Friend, there will be all too many moments of weariness, failure, and doubt in our upward climb in this broken world. Waging war against our sin nature and the evil around us is exhausting business. But rest and rescue from the present battle is on the horizon! You can draw strength from the Prince of Peace because God has tenderly promised that this war you’re waging is as good as won—because Jesus already won it for you on the cross. It is this hope that enables you to pick up your cross daily and follow Jesus.
So run to your Creator who never grows tired and let Him renew your strength. Look to the everlasting God whose understanding and wisdom is more than you can comprehend. Fall on your knees before your Savior and find forgiveness and hope in the cleansing blood of Jesus.
Truth in Action
Knowing the truth is only half the solution. We must also live out what we know to be true. James calls this being “doers of the word, and not hearers only” (James 1:22–25). So with this in mind, here are some practical suggestions for fighting the good fight:
- Remove yourself from temptation (or remove the temptation itself). A recovering alcoholic shouldn’t merely limit her alcohol intake; she must cut it out completely. Your sin is just as serious (and dangerous). Do yourself a favor—flee from temptation and pursue righteousness (2 Tim. 2:22; Mark 9:42–45).
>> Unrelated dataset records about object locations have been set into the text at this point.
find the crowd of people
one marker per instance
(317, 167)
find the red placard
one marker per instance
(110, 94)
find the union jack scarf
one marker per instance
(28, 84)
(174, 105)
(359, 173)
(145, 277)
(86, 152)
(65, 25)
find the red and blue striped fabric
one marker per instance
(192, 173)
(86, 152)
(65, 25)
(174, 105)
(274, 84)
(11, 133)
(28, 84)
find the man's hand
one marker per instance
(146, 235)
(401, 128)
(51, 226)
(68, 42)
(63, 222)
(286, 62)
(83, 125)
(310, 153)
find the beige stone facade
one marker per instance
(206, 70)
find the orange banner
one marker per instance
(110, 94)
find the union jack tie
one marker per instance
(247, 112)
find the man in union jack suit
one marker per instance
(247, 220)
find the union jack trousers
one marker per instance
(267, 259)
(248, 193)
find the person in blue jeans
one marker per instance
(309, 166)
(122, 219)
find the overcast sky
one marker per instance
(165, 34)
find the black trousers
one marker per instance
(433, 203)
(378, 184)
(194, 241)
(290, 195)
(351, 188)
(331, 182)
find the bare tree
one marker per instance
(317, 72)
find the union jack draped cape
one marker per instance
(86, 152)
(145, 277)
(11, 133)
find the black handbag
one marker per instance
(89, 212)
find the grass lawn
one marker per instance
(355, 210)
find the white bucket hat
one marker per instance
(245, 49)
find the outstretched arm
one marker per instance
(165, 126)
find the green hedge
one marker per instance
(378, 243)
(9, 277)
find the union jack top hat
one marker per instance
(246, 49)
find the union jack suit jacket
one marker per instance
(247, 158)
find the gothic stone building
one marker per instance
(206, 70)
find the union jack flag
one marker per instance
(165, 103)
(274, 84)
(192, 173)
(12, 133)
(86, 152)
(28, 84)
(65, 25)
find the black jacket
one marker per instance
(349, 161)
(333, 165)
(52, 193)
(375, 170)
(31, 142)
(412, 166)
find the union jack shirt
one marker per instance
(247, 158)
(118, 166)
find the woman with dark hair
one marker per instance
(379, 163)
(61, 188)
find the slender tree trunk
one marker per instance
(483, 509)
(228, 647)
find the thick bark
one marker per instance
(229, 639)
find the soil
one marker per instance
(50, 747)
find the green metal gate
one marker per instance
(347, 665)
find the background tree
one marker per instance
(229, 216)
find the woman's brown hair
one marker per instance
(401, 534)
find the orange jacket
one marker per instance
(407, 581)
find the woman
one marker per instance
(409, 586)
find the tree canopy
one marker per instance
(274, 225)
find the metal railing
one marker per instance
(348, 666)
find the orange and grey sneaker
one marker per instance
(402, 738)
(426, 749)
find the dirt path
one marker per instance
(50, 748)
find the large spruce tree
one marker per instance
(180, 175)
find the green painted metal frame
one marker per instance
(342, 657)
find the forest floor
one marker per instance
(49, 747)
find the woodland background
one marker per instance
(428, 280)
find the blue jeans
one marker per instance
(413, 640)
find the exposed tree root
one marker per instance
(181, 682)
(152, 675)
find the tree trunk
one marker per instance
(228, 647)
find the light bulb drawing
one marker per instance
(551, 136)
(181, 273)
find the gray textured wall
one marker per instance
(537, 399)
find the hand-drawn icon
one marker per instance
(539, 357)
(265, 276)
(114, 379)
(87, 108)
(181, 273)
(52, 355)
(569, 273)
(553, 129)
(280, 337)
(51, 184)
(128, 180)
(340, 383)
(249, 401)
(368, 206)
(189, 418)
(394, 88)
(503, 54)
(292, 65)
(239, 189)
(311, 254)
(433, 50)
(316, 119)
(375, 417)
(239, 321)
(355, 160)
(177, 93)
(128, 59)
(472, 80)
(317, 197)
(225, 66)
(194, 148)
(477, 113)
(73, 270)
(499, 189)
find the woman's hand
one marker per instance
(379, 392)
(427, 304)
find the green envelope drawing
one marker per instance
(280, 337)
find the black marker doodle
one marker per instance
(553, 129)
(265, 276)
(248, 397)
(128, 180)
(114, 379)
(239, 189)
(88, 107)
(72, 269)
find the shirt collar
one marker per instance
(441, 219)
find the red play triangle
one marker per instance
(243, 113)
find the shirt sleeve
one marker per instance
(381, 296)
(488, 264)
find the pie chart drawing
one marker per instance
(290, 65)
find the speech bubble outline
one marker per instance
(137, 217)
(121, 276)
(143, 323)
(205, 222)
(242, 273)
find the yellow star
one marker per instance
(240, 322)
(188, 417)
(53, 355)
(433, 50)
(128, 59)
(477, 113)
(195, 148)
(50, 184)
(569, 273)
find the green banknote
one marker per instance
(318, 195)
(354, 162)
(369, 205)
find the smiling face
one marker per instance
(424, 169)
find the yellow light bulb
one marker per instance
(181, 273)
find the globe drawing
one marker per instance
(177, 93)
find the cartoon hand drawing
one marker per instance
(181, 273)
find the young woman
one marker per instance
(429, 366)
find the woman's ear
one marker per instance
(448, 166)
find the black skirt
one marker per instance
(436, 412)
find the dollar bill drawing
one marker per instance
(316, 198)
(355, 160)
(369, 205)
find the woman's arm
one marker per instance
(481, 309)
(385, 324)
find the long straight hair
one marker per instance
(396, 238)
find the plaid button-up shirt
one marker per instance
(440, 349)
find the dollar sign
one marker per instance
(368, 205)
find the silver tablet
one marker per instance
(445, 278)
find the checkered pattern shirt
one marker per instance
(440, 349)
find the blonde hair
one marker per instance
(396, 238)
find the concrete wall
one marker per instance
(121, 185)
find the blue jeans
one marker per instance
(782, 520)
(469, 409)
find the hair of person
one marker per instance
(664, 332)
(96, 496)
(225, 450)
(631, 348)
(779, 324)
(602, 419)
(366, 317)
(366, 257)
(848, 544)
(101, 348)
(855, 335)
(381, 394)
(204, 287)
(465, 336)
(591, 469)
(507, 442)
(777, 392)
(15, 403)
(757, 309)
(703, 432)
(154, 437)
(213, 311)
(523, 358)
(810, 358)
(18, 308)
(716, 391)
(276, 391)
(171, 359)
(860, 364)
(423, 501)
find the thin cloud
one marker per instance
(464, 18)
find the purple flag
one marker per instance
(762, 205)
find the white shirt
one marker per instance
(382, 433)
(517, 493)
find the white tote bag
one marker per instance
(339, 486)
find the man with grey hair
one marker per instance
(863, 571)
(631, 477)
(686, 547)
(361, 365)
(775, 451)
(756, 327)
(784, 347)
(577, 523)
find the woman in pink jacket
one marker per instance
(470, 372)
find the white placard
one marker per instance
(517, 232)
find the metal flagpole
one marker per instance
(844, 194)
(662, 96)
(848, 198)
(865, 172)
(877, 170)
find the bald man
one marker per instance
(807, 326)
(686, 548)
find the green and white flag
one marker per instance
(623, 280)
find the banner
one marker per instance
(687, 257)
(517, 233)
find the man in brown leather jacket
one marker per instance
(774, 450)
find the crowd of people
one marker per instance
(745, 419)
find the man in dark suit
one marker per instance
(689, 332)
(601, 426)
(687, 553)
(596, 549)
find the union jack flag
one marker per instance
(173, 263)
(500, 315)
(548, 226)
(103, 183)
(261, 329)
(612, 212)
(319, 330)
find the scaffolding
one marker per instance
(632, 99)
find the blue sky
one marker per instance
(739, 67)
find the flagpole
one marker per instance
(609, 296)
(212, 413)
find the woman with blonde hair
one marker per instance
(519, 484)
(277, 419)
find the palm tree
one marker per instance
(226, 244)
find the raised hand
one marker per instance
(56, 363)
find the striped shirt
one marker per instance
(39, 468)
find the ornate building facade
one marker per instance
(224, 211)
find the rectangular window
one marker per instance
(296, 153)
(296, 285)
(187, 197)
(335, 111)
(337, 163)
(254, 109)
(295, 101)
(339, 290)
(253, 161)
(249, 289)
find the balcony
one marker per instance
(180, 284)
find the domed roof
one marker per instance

- Remind yourself of the gospel. We should never outgrow the wonder and power of the cross and the resurrection of Jesus Christ. Preach to yourself daily the glories of God’s grace. This reminder positions us to be ready to run the race set before us (Heb. 12:1–2). Paul describes it as wearing shoes on our feet (Eph. 6:11, 15). The gospel equips us, encourages us, and enables us to run and not grow weary.
- Immerse yourself in God’s Word. It’s difficult to preach the gospel to yourself if you don’t know it. In God’s Word is wisdom, life, and love. Jesus says, “If you abide in my word, you are truly my disciples, and you will know the truth, and the truth will set you free” (John 8:31–32).
- Surround yourself with godly counsel and accountability. If you’re aware of a particular sin struggle in your heart, get help! You don’t have to fight it alone. Sin thrives in secrecy. But God made us for community (James 5:16).
- Entrust yourself to a loving Savior. We’re fighting a losing battle if we attempt to live in our own wisdom and strength. Jesus is tender and gentle and carries you “close to his heart” (Isa. 40:11 NIV). Come and rest in Him (Matt. 11:28–30).
Have you been weary in the battle? How does this passage from Isaiah encourage you?